In 1925 he wrote about returns to scale and perfect competition, underlining some doubtful points of Alfred Marshall's theory of the firm. This work was completed in an article he published the following year.
In 1927, his as yet undiscussed theory of value, but also his risky political ideas and his compromising friendship with Gramsci (who had already been imprisoned by the fascists —notably, Sraffa had brought him the materials, literally pens and paper, with which Gramsci would write his Prison Notebooks), brought John Maynard Keynes to prudentially invite Sraffa to the University of Cambridge, where he was initially assigned a lectureship. After a few years, Keynes created ex novo for him the charge of Marshall Librarian. Sraffa joined the so-called "cafeteria group", together with Frank P. Ramsey and Ludwig Wittgenstein, a sort of informal club that discussed Keynes's theory of probability and Friedrich Hayek's theory on business cycles.
John Eatwell wrote of Sraffa's work on Ricardo
Economists disagree on whether Sraffa's work refutes neoclassical economics. Many post-Keynesian economists use Sraffa's critique as justification for abandoning neoclassical analysis and exploring other models of economic behavior. Others see his work as compatible with neoclassical economics, as developed in modern general equilibrium models. Nonetheless, Sraffa's work, particularly his interpretation of Ricardo and his Production of Commodities by Means of Commodities, is seen as the starting point of the Neo-Ricardian school in the 1960s.

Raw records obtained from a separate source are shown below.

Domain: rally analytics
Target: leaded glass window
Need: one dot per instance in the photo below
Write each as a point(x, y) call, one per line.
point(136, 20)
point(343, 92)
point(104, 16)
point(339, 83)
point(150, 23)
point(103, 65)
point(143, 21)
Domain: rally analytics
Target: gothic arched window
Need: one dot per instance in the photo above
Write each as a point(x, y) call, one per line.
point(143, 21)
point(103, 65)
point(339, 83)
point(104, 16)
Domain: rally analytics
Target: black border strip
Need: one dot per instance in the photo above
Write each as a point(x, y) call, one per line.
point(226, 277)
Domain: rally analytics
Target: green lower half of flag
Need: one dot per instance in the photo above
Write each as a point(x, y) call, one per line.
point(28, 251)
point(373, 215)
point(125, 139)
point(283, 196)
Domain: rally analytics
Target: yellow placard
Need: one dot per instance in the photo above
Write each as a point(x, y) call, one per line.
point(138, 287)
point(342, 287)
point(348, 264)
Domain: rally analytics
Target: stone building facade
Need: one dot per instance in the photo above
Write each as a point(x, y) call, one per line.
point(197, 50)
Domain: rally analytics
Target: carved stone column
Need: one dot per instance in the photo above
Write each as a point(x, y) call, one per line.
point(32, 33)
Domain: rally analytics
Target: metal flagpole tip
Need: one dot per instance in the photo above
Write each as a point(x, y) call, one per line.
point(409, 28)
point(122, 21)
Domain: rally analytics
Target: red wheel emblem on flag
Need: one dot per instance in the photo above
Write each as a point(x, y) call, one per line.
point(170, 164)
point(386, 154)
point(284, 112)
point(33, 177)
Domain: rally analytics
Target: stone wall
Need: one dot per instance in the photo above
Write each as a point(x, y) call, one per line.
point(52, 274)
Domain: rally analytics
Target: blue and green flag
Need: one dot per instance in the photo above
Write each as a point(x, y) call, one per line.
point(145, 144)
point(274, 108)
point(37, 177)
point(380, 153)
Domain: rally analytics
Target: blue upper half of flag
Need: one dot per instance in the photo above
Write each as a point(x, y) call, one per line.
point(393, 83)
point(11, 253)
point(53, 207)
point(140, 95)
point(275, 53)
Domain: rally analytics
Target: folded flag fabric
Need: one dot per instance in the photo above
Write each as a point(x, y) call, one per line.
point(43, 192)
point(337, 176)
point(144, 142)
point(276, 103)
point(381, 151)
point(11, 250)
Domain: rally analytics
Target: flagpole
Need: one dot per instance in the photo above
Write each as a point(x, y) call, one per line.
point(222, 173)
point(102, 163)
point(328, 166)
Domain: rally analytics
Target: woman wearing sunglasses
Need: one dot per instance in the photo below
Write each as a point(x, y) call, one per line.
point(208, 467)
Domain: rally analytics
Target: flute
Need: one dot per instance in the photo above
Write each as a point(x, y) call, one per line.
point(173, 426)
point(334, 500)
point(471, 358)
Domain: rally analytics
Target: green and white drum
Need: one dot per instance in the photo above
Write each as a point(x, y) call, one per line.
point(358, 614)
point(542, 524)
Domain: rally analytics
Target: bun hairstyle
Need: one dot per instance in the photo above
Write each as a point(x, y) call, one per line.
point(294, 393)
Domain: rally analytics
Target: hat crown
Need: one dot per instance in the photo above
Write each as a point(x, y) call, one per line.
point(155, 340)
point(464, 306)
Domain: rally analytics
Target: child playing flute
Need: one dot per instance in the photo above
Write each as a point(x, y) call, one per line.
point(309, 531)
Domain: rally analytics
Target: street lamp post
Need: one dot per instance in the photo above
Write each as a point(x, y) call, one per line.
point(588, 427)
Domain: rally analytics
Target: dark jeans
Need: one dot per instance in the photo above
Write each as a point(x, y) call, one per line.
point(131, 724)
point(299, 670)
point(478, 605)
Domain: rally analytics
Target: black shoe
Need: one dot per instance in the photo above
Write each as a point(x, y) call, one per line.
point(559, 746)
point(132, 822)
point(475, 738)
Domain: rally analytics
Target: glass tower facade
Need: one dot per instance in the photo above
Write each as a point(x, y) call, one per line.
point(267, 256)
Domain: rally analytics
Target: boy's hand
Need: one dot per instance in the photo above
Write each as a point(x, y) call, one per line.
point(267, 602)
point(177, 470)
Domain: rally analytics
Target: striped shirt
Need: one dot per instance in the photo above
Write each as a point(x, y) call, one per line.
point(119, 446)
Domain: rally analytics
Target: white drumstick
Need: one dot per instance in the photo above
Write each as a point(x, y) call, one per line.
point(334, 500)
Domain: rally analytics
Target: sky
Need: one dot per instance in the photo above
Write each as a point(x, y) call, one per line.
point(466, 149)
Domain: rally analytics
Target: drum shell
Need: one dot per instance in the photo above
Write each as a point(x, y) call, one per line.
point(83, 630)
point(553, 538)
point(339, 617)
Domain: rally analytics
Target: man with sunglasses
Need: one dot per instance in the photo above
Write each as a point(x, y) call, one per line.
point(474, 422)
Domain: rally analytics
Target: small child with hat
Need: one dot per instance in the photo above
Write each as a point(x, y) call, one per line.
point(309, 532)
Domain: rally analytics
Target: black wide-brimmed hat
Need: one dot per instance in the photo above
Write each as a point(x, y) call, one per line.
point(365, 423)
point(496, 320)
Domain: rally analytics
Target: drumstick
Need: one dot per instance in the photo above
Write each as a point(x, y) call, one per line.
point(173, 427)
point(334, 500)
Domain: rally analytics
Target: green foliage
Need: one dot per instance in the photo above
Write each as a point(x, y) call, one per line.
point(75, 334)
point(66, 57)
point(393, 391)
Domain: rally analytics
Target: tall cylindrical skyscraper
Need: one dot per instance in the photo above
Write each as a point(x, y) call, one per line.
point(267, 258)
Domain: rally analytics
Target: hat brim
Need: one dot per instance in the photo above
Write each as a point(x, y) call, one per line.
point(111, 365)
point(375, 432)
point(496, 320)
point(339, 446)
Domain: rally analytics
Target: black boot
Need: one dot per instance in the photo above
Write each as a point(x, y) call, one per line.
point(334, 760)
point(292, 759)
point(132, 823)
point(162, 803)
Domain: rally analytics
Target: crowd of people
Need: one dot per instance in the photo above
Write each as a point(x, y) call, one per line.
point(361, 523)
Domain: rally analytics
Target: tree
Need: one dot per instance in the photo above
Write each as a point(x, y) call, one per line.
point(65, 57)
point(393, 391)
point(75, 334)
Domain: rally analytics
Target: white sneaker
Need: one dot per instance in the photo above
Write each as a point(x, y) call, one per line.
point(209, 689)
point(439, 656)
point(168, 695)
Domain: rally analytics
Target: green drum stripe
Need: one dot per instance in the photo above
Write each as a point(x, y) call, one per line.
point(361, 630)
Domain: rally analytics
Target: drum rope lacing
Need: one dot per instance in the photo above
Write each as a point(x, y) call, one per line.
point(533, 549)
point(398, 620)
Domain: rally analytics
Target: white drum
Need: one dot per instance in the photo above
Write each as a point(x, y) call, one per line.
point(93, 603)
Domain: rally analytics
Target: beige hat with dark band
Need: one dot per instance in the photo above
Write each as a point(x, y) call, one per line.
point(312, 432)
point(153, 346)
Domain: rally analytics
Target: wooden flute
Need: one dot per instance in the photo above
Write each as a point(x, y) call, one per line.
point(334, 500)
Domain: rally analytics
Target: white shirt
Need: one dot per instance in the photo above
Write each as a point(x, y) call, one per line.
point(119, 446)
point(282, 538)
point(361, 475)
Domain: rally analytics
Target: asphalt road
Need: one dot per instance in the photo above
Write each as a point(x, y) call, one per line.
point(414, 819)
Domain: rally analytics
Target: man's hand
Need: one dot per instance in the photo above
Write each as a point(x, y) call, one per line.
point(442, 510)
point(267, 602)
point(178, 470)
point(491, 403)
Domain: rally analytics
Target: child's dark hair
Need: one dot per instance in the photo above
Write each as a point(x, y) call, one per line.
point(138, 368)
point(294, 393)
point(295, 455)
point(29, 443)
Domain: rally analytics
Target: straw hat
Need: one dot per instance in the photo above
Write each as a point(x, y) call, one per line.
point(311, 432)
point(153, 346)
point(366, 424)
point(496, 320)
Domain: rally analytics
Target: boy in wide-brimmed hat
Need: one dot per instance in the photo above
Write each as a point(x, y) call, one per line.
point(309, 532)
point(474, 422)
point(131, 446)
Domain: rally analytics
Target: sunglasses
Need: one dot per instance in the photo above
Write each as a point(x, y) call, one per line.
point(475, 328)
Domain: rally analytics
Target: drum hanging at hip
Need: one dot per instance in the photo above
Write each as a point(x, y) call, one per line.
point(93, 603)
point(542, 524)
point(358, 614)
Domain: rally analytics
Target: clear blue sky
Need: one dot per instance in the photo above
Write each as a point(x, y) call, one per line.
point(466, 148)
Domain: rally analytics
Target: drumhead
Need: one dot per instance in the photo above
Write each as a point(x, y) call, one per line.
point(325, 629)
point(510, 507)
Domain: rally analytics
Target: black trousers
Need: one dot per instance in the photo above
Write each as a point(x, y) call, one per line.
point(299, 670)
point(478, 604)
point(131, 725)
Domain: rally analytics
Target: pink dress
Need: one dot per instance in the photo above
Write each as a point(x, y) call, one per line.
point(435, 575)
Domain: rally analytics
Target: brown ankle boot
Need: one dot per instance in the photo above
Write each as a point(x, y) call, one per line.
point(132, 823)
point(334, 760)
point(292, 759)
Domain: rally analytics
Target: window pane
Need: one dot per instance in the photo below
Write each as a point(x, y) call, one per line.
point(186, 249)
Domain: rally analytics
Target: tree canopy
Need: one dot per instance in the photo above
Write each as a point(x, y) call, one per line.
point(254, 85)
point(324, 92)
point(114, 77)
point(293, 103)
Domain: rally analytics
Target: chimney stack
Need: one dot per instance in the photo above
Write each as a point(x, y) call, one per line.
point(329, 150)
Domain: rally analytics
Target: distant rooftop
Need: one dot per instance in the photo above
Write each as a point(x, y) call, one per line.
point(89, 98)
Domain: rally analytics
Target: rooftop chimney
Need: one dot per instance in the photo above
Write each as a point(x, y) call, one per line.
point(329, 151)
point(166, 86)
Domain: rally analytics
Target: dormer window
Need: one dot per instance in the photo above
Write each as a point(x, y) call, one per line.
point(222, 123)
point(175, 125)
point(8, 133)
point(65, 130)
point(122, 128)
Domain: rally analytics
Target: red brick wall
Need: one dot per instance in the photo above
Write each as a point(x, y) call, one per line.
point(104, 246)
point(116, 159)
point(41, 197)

Norman Malcolm famously credits Sraffa with providing Ludwig Wittgenstein with the conceptual break that founded the Philosophical Investigations, by means of a rude gesture on Sraffa's part:
Wittgenstein was insisting that a proposition and that which it describes must have the same 'logical form', the same 'logical multiplicity', Sraffa made a gesture, familiar to Neapolitans as meaning something like disgust or contempt, of brushing the underneath of his chin with an outward sweep of the finger-tips of one hand. And he asked: 'What is the logical form of that?'
Sraffa was described as a very intelligent man, with a proverbial shyness and a real devotion for study and books. His famous library contained more than 8,000 volumes, now partly in the Trinity College Library. A popular anecdote claims that Sraffa made successful long-term investments in Japanese government bonds that he bought the day after the nuclear bombing on Hiroshima and Nagasaki.
In 1972 he was awarded an honorary doctorate by Paris's university (Sorbonne), and in 1976 he received another one from Madrid's Complutense university.